Tribute to a rich life
AS WE KNEW HIM: Reflections on M Basil Pennington, edited by Michael Moran & Ann Overton. Paraclete Press, Massachusetts. 2008. 207pp.
Reviewed by Michail Rassool
As We Knew Him is a tribute to Basil Pennington, the late American Cistercian spiritual teacher, by family, friends, confrères and associates who knew him during various phases of his life and in several contexts.
Fr Pennington is perhaps best-known as a founder of the Centering Prayer movement.

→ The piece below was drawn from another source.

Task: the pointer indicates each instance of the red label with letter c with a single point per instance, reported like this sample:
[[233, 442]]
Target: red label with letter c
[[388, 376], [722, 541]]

He died on June 3, 2005 (the feast of the Sacred Heart of Jesus) from injuries sustained in a car crash.
The Cistercian evidently combined the sprituality of the monk-priest called to a life of solitude and silence, prayer and contemplation with the external “man of the world”. He travelled much, loved and cared for others, and sought to spread the wonders of monastic-style spirituality; contemplative prayer and the Lectio Divina (letting God speak to one through his Word, in silence).
He wrote best-selling spiritual books, such as Listen with Your Heart, based on weekly talks to a community of monks on the Rule of St Benedict, and Seeking His Mind: 40 Meetings with Christ, drawing people closer to Jesus through 40 meditations on his life and words, gathered from Pennington’s daily practice of Lectio Divina.
A celebration of the priest and monk, the family man, man of prayer, dreamer and creator, human being and friend, the book takes us on a journey through a remarkable life as “one of a small band of monks since the Second Vatican Council… who made significant and lasting contributions to the spiritual life and consciousness of his contemporaries”.
Fr Pennington was much valued as an abbot of his order. He was chosen specifically for his great facility for keeping a community together — spiritually and otherwise — in difficult or uncertain times. One such times was at the Trappist Our Lady of Joy monastery in Hong Kong during the period leading up to the Chinese government’s takeover of that city in 1997.
His participation in conferences and symposiums on spirituality brought him into contact with a cross-section of people in whose homes he often stayed, and on whom he left his imprint and example of deep, yet joyful spirituality. Much of this is recorded in As We Knew Him.
Particularly for those with a particular interest in contemplative prayer and in how holiness can be embodied well in the modern world, this is an absorbing read.